Cette chanson du grand Fabrizio De André parle d’un blasphémateur, une personne convaincue que Dieu, s’il existe, non seulement n’est pas bon comme on croit communément, mais, au contraire, il s’est comporté de manière inique et mauvaise contre l’être humain, sa créature : il l’a en fait condamné à vivre dans l’inconscience (« comme un idiot ») en le privant de la connaissance du bien et du mal; s’apercevant ensuite que l’homme avait mangé justement le fruit de l’arbre de la connaissance, préoccupé de ce qu’il avait inventé le Temps (les saisons) et la Mort pour le limiter. Les hommes qui pensaient et soutenaient de telles choses n’avaient pas une vie facile Le blasphémateur meurt en fait sous les coups de deux gardiens – dans l’original de Edgar Lee Masters, il y avait un seul gardien (un infirmier traduit Pivano), mais la substance ne change pas – dans l’asile où il était interné.

Plus jamais je ne m’inclinai, même sur une fleur
Je ne rougis plus à voler l’amour
Dès le moment où l’Hiver me convainquit que Dieu
N’aurait pas rougi de me voler le mien.
Ils m’arrêtèrent un jour à cause des femmes et du vin,
Ils n’avaient pas de loi pour punir un blasphémateur,
Ce n’est pas la Mort qui me tua, mais deux gardiens bigots
M’arrachèrent l’âme à force de coups.

Car je dis que Dieu embrouilla le premier homme,
Le contraint à mener une vie d’idiot,
Dans le jardin enchanté il le contraint à rêver,
à ignorer que dans le monde, il y a le bien, il y a le mal.
Quand il vit que l’homme allongeait la main
Pour lui voler le mystère d’une pomme interdit
Par peur que désormais il n’eut plus de maîtres
Il l’arrêta par la mort, il inventa les saisons.

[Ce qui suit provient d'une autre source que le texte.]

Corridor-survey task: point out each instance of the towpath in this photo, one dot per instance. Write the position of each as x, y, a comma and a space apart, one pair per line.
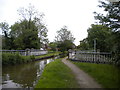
84, 80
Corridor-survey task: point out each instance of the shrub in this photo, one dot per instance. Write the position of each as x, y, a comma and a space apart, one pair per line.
12, 59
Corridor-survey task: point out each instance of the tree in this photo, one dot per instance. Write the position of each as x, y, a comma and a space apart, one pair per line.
30, 31
112, 20
4, 27
53, 46
23, 36
63, 34
112, 17
101, 34
83, 45
6, 39
64, 39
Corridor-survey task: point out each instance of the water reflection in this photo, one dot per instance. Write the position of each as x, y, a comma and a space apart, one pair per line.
24, 75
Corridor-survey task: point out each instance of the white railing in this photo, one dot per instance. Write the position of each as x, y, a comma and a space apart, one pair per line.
93, 57
26, 52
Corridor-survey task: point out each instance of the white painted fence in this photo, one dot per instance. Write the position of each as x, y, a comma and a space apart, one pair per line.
26, 52
93, 57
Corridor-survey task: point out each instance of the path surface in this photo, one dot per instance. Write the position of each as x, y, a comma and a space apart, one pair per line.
84, 80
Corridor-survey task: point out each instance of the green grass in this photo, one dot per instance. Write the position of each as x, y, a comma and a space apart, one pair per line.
12, 59
47, 55
106, 75
57, 75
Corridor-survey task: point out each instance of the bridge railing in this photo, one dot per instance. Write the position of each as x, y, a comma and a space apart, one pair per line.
93, 57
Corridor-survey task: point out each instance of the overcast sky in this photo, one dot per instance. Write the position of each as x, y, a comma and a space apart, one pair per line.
77, 15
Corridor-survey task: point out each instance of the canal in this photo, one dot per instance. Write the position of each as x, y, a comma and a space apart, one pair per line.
23, 75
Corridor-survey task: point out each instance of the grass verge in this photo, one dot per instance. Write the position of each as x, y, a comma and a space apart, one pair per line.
107, 75
57, 75
12, 59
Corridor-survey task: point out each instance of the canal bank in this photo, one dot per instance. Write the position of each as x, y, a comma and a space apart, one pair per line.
23, 75
57, 75
15, 59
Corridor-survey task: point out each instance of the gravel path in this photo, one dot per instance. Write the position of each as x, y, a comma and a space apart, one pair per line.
84, 80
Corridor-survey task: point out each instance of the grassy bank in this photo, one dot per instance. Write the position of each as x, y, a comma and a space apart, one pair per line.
107, 75
12, 59
57, 75
16, 58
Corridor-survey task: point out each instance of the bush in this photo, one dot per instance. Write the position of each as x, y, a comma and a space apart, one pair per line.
12, 59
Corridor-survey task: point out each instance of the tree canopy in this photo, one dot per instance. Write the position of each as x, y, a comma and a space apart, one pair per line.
29, 32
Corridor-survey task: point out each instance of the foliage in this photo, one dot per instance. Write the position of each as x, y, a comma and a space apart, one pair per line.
64, 39
63, 34
65, 46
47, 55
23, 36
29, 32
112, 16
112, 20
53, 46
83, 45
102, 35
12, 59
106, 75
6, 40
57, 75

Et s’il y eut deux gardiens pour lui stopper la vie,
C’est justement ici sur terre, la pomme interdite,
Quelqu’un ici pour nous l’a inventée, et pas Dieu
Elle nous contraint à songer à un jardin enchanté,
Elle nous contraint à songer à un jardin enchanté.




WENDELL P. BLOYD
Poème de Edgar Lee Masters -
1915

Version française - WENDELL P. BLOYD – Marco Valdo M.I. – 2010


Ils me traitèrent d’abord de délinquant
Ils n’avaient pas de loi contre le blasphème.
Plus tard, ils m’internèrent comme insensé.
Là, je fus battu à mort par un gardien catholique
Mon crime était le suivant :
Je disais que Dieu mentait à Adam et le destina
À une vie de fou.
En ignorant que le mal était dans le monde autant que le bien.
Et quand Adam couillonna Dieu en mangeant la pomme
Et vit clair dans son mensonge,
Dieu le vira de l’Éden pour l’empêcher de cueillir
le fruit de l’immortalité.
Par le Christ, gens sensibles,
Voici ce que dit Dieu lui-même à ce propos dans le livre de la Genèse :
« Et le Seigneur Dieu dit ; voyez l’homme
Est devenu un d’entre nous. » (Un peu d’envie, voyez-vous)
« Pour connaître le bien et le mal » (le mensonge du « Tout le monde il est bon » exposé au jour)
« Et maintenant de peur qu’il avance sa main et prenne
Aussi le fruit de l’arbre de la vie et mange et vive pour toujours.
Voilà pourquoi le Seigneur Dieu le chassa du jardin d’Éden »
(la raison pour laquelle Dieu crucifia Son Propre Fils
Est je crois de rejeter ce maudit pastis, car il Lui ressemble trop.)